3. Pencegahan Tersier
Pencegahan ini dilakukan untuk mencegah terjadinya komplikasi, di
mana penderita akan mengalami kelainan jantung pada PJR, seperti stenosis
mitral, insufisiensi mitral, stenosis aorta, dan insufisiensi aorta.
3.11 Prognosis
Manifestasi demam rematik akut mereda dalam 12 minggu pada 80%
pasien dan memanjang menjadi 15 minggu pada sisanya. Demam rematik
adalah penyebab kematian utama usia 5-20 tahun di Amerika Serikat 100 tahun
yang lalu, dengan 8-30% karena karditis dan valvulitis tetapi menurun menjadi
4% pada tahun 1930-an. Dengan berkembangnya antibiotik pada tahun 1960-an
rate mortalitas menurun sampai hampir 0% dan 1-10% dinegara berkembang.
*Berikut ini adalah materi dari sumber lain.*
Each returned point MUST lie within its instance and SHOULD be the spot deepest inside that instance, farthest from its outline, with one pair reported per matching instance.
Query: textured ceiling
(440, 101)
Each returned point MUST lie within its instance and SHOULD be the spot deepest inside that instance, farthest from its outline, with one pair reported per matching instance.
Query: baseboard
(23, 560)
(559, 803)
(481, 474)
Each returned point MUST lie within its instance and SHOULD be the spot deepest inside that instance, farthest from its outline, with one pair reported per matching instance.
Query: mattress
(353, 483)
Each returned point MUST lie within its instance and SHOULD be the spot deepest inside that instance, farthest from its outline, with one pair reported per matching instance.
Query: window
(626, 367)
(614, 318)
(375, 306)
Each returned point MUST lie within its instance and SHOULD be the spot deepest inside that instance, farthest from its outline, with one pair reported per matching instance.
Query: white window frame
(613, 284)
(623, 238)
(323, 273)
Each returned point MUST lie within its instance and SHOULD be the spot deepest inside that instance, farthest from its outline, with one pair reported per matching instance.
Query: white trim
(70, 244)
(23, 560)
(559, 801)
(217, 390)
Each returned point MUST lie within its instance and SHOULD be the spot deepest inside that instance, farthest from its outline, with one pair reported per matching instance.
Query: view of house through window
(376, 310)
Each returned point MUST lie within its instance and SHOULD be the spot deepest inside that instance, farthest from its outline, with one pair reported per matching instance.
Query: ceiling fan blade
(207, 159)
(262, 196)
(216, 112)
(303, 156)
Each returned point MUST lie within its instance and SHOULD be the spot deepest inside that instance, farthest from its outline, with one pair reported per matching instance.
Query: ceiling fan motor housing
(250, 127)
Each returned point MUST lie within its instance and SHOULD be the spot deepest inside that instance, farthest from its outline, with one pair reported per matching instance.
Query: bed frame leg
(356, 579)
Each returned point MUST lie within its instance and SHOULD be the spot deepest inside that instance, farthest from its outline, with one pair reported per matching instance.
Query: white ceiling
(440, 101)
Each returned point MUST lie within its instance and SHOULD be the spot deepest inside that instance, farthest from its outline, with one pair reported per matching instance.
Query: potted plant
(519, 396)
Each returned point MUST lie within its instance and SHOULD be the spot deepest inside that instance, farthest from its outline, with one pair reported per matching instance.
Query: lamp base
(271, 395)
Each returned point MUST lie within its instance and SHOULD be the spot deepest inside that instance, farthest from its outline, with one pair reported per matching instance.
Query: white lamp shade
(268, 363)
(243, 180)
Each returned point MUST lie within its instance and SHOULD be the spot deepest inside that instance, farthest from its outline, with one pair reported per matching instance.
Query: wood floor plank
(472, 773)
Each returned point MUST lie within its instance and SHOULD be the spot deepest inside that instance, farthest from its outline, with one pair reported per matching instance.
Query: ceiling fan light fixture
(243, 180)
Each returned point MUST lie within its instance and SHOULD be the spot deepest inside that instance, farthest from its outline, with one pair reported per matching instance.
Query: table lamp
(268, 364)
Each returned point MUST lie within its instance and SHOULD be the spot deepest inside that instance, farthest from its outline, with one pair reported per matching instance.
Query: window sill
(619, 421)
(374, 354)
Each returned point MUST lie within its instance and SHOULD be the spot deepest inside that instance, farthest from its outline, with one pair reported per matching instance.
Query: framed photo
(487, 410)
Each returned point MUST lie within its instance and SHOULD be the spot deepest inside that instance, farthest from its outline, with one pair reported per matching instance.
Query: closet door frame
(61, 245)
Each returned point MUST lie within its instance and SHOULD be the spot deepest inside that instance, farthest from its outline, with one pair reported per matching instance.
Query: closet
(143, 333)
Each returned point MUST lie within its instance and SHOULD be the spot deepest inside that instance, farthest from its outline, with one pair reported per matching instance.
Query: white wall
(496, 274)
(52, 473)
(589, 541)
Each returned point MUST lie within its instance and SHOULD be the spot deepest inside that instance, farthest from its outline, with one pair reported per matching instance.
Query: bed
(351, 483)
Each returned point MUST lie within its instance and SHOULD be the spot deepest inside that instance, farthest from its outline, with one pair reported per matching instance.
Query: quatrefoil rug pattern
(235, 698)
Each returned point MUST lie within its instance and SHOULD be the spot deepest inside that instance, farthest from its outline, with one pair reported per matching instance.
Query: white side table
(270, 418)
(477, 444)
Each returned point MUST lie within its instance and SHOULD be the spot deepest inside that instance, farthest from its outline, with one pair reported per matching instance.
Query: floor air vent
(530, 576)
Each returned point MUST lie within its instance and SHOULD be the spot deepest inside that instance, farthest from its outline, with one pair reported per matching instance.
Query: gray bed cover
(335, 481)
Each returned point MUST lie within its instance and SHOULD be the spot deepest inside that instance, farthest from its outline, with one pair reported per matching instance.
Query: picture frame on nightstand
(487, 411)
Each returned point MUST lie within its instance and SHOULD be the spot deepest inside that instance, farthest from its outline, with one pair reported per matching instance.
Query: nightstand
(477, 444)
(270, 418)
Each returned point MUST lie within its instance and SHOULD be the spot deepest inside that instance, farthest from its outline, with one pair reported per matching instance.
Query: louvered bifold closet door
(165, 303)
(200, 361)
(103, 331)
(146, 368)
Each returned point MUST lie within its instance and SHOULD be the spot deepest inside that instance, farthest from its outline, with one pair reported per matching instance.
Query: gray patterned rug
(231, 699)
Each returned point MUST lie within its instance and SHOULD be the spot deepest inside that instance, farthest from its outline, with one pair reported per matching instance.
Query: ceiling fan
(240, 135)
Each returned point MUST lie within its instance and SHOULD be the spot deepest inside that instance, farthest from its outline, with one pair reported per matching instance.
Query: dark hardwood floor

Penyakit katup kronik juga mengalami perbaikan 60-770% pada pasien
sebelum masa antibiotik dan menurun menjadi 9-39% setelah penisilin di
kembangkan.Secara umum, insidens residual PJR dalam 10 tahun adalah 34%
pasien tanpa kekambuhan tetapi 60% pasien dengan kekambuhan demam
rematik. Hilangnya murmur dalam 5 tahun terjadi pada 50% pasien. Pasien
mengalami abnormalitas katup 19 tahun setelah episode demam rematik.
Diperlukan pencegahan kekambuhan demam rematik.10
Prognosis demam rematik tergantung pada stadium saat diagnosis
ditegakkan, umur, ada tidaknya dan luasnya kelainan jantung, pengobatan yang
diberikan, serta jumlah serangan sebelumnya. Prognosis pada umumnya buruk
pada penderita dengan karditis pada masa kanak-kanak. Serangan ulang dalam
waktu 5 tahun pertama dapat dialami oleh sekitar 20% penderita dan
kekambuhan semakin jarang terjadi setelah usia 21 tahun.